China Slow To Intervene

Defense News

05/31/2010

China Slow To Intervene

BY WENDELL MINNICK 



TAIPEI — China appears unmoved by the pleas of senior U.S. government officials to help rein in North Korea. The reasons are geographic, historic and strategic.



“This is still China’s closest neighbor and ally,” said Larry Wortzel, vice chairman, U.S.-China Economic and Security Review Commission.



Beijing could be hobbled by the classified annex of the friendship treaty that outlines China’s security guarantees to North Korea.

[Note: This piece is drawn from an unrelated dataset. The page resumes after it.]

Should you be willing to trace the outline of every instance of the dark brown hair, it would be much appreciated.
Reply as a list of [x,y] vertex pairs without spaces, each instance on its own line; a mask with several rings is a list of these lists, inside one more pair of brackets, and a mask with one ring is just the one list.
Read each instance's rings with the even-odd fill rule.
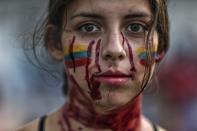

U.S. Secretary of State Hillary Clinton recently visited Beijing to coordinate punitive actions against Pyongyang, which is accused of sinking a South Korean corvette March 26. But she arrived weeks after North Korean leader Kim Jong-il met May 5-6 with Chinese Communist Party leaders.

Kim’s visit put Chinese leaders in an awkward position, and they reflexively sided with North Korea on the sinking, a Chinese defense analyst said.



Moreover, conspiracy theories are circulating in Beijing that “discount the validity of the South Korean claim” as part of a U.S. effort to create and benefit from a crisis atmosphere, the analyst said.

And Chinese leaders are “genuinely not convinced by the evidence,” said Bonnie Glaser, a China specialist for the Washington­based Center for Strategic and International Studies.



Glaser, just back from a visit with Chinese officials, said Beijing wants a wider international investigation — “not just by Western nations” — of the evidence at the scene of the sinking.



Australian, British, Swedish and U.S. experts oversaw a South Korean probe, which concluded that that a North Korean torpedo sank the corvette.



As for geography, North Korea serves as a buffer to a U.S.-backed South Korean democracy and regional military power. China has little interest in allowing the U.S. military to extend its reach to the Yalu River, and the idea of a thriving democratic Korean peninsula on its doorstep unnerves Beijing.



Maintaining the status quo might be Beijing’s only answer to the crisis.



“Pushing the DPRK [North Ko­rea] too far risks producing short­term and long-term outcomes that would likely unsettle the region,” said Toshi Yoshihara, a China specialist at the U.S. Naval War College.